Kern Michael, Kerner Thoralf, Tank Sascha
Department of Anaesthesiology, Intensive Care Medicine, Emergency Medicine, Pain Medicine, Asklepios Klinikum Harburg, Eißendorfer Pferdeweg 52, 21075 Hamburg, Germany.
Curr Opin Anaesthesiol. 2017 Aug;30(4):490-495. doi: 10.1097/ACO.0000000000000483.
This article focuses on the issue of sedation provided either by proceduralists or anesthesiologists for advanced bronchoscopy procedures. The relative merits of both approaches are presented. Current evidence from the literature and guideline recommendations relevant to this topic are reviewed.
In general, patient and proceduralist satisfaction as well as patient safety are increased when intravenous sedation is provided for advanced bronchoscopic procedures. However, guidelines by various societies remain vague on defining the appropriate level of care required when providing sedation for these procedures. In addition, targeted depth of sedation varies considerably among practitioners.

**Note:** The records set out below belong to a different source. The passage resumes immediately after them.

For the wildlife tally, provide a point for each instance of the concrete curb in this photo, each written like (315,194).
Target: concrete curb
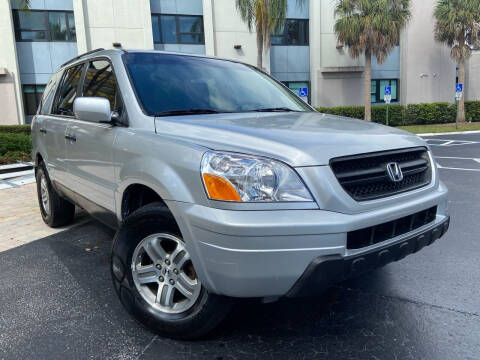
(451,133)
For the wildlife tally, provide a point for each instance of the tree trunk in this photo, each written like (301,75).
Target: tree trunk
(259,50)
(461,80)
(368,85)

While in some settings, nonanesthesiologist-administered propofol sedation has been proven safe; nevertheless, its use is controversial, especially in the bronchoscopy suite.

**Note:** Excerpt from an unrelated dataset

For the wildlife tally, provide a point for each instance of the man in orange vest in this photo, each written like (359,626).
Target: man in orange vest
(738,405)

The role of the anesthesiologist in sedation for advanced bronchoscopy remains undefined. When deep sedation for prolonged interventional procedures is needed or when dealing with patients who have multiple comorbidities, an anesthesiologist should be involved.
本文聚焦于由操作医生或麻醉医生为高级支气管镜检查操作提供镇静的问题。文中阐述了两种方法各自的优点。回顾了该主题相关的文献现有证据及指南建议。
总体而言,为高级支气管镜检查操作提供静脉镇静时,患者及操作医生的满意度以及患者安全性均有所提高。然而,各学会的指南在定义为这些操作提供镇静时所需的适当护理水平方面仍不明确。此外,不同从业者的目标镇静深度差异很大。虽然在某些情况下,非麻醉医生给予丙泊酚镇静已被证明是安全的;但其使用仍存在争议,尤其是在支气管镜检查室。
麻醉医生在高级支气管镜检查镇静中的作用仍不明确。当需要对延长的介入操作进行深度镇静或处理有多种合并症的患者时,应让麻醉医生参与。